Den Freitag hatten wir alle noch frei und mussten deswegen noch nicht arbeiten, wir haben also zu dritt den botanischen Garten von Tbilisi erkundet und sind erstmal mit der Seilbahn auf den Berg hochgefahren und sind dort noch auf einer alten Festung herumklettert. Die Aussicht über die Stadt war schon sehr beeindruckend. So richtig realisieren, dass ich jetzt für ein halbes Jahr hier leben werde konnte ich in dem Moment und jetzt auch noch nicht – für mich fühlt sich die ganze Stadt noch so fremd an – das Gefühl war für mich, wie als sei man in einem Computerspiel in einer fremden Welt abgesetzt worden, ohne eine wirkliche Verbindung zu meinem bisherigen Leben. Als wir dort über die Stadt blicken, fühlte sich alles sehr surreal an die Stadt mit ihrem weiten und verstreuten Panorama. In der Ferne konnte man den großen Kaukasus sehen.

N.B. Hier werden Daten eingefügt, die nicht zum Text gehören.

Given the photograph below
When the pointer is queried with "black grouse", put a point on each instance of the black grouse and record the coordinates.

Im botanischen Garten haben wir dann noch etwas die Ruhe genossen, die man in dieser sehr aktiven Stadt dann doch nur schwierig findet, und schließlich sind wir dann zur Fabrika, einem hippen renovierten Gebäude mit Geschäften und Bars gefahren, wo wir auch Klara getroffen haben. Dort haben wir nur etwas getrunken, weil alle Restaurants und Cafés voll waren, das Nachtleben von Tbilisi war sehr am Sprudeln. Wir sind also zu einem anderen Restaurant gelaufen (das Shavi Lomi, große Empfehlung) und haben dort sehr lecker georgisch gegessen. Danach ging der Abend aber noch damit weiter, dass wir einen Spielplatz mit ein paar streunenden Hunden, die es hier genauso wie Katzen überall in Tbilisi gibt, ausgekundschaftet haben. Felix, der hier seinen letzten Abend hatte, bevor er nach Kutaissi gefahren ist, ist mit uns dann noch einmal zur Fabrika gekommen, bis wir uns dann so um ein Uhr nachts verabschiedet haben.

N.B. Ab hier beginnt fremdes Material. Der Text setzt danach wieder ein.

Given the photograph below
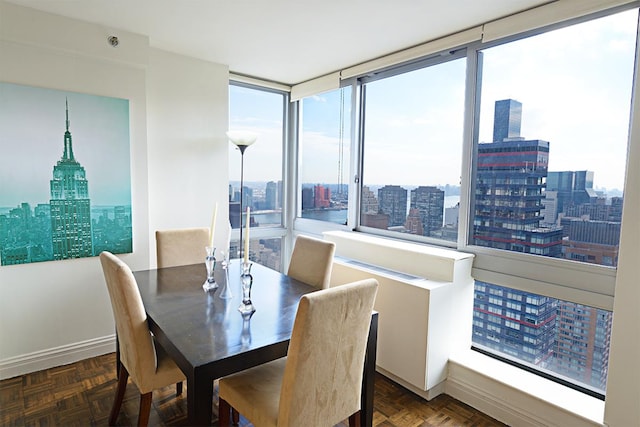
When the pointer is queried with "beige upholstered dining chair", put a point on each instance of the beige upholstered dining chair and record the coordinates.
(147, 364)
(181, 246)
(319, 383)
(312, 261)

Samstag hatte Tadeus dann die Idee, einen Flohmarkt zu besuchen. Jonte hat sich an dem Tag mit der Ansprechperson von seiner Schule getroffen und konnte deswegen nicht mitkommen, aber auf dem Flohmarkt haben wir dann noch Klara getroffen. Es gab dort größtenteils Antiquitäten und wir haben uns für unsere WG als Dekoration noch eine alte Landkarte von Georgien gekauft. Dann sind wir noch ein bisschen bei der Rusatveli entlanglaufen und haben ein paar schöne Second Hand Kleidungsläden angeschaut und haben uns etwas zu Essen bei den vielen kleinen Bäckereien am Straßenrand, die es hier gibt, gekauft. Tadeus ist dann wieder nach Hause gefahren, um Fußball zu schauen, und Klara und ich sind noch ein bisschen durch ein paar Läden gelaufen.
Abends sind wir noch bei einem großen Markt, wo viel Gemüse verkauft wird, vorbeigelaufen und bei vielen Läden, in denen alles Mögliche wie Schuhe, Sonnenbrillen, Handyhüllen, Koffer und Klamotten verkauft werden.

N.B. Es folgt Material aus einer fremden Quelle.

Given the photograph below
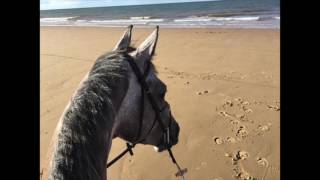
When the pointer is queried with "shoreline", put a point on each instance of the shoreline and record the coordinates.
(162, 27)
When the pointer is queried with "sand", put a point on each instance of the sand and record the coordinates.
(223, 87)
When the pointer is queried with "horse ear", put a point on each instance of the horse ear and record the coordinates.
(146, 50)
(125, 40)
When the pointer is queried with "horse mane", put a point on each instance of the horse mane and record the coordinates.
(82, 143)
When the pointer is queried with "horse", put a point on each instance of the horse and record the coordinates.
(121, 96)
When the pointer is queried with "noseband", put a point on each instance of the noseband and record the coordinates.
(166, 130)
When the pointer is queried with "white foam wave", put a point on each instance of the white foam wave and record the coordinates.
(57, 19)
(249, 18)
(126, 21)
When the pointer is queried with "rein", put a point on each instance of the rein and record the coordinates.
(166, 130)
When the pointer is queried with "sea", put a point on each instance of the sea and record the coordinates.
(262, 14)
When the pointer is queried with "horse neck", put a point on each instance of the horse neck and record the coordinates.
(85, 134)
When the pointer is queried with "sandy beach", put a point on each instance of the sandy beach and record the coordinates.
(223, 88)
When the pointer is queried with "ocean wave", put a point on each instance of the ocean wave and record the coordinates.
(140, 17)
(248, 18)
(57, 19)
(124, 21)
(193, 19)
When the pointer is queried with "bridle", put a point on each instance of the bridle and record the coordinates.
(166, 129)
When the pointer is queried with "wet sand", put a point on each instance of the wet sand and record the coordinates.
(223, 88)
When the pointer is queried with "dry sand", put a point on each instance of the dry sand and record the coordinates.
(223, 87)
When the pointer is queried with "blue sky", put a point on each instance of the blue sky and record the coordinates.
(65, 4)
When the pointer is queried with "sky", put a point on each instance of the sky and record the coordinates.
(66, 4)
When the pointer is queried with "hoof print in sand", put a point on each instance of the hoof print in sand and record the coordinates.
(228, 103)
(243, 175)
(231, 140)
(203, 92)
(262, 162)
(242, 133)
(240, 173)
(217, 140)
(263, 129)
(242, 155)
(275, 108)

Danach sind wir noch ein bisschen durch Tbilisi bei Nacht umhergeirrt, die Stadt schläft nachts definitiv nicht wirklich ein und sind dann wieder bei der Fabrika gelandet. – Unser Ziel, Einheimische kennenzulernen, haben wir an diesem Abend immer noch nicht wirklich geschafft, die georgische Sprache ist schon eine Barriere mit dem geschwungenen Alphabet und der für mich zumindest schwierigen Aussprache.

Sonntag haben wir dann nicht mehr viel gemacht, außer ein bisschen herumzulaufen und etwas Obst und Gemüse auf dem Markt zu kaufen, was dort günstiger als im Supermarkt ist und uns teilweise auch noch geschenkt wurde. An dem Abend haben wir auch nicht mehr wirklich viel gemacht, weil wir am nächsten Tag ja arbeiten sollten und das auch mein erster richtiger Tag in der Schule seien, sollte.

 

Montag fing dann sie Schule für mich an, nervös war ich ein bisschen, aber das würde vor allem von meiner Müdigkeit verdrängt. Früh aufstehen wird mir in Zukunft vermutlich auch am meisten schwerfallen, das habe ich im letzten halben Jahr einfach komplett verlernt. Zwar musste ich erst um 9 Uhr da sein, aber da meine Schule in einem anderen Stadtteil liegt, musste ich schon 30-40 Minuten früher losgehen und wollte am ersten Tag natürlich auch nicht zu spät kommen. An dem Tag bin ich, wie in der ganzen Woche immer bei verschiedenen Lehrerinnen mit in den Unterricht gekommen und habe mich vorgestellt und Fragen von den Schülerinnen und Schülern beantwortet. Die Fragen  waren je nach Klassenstufe auch immer unterschiedlich komplex, ich hatte in der ganzen Woche die Möglichkeit, alle Klassenstufen von der vierten bis zur zwölften Klasse kennenzulernen. Manchmal habe ich aber auch einfach nur zugehört oder geholfen, etwas an die Tafel zu schreiben. In der ersten Woche muss man natürlich erst mal seinen Platz in dem Ganzen finden und ich wollte mir den Unterricht erst mal allgemein anschauen.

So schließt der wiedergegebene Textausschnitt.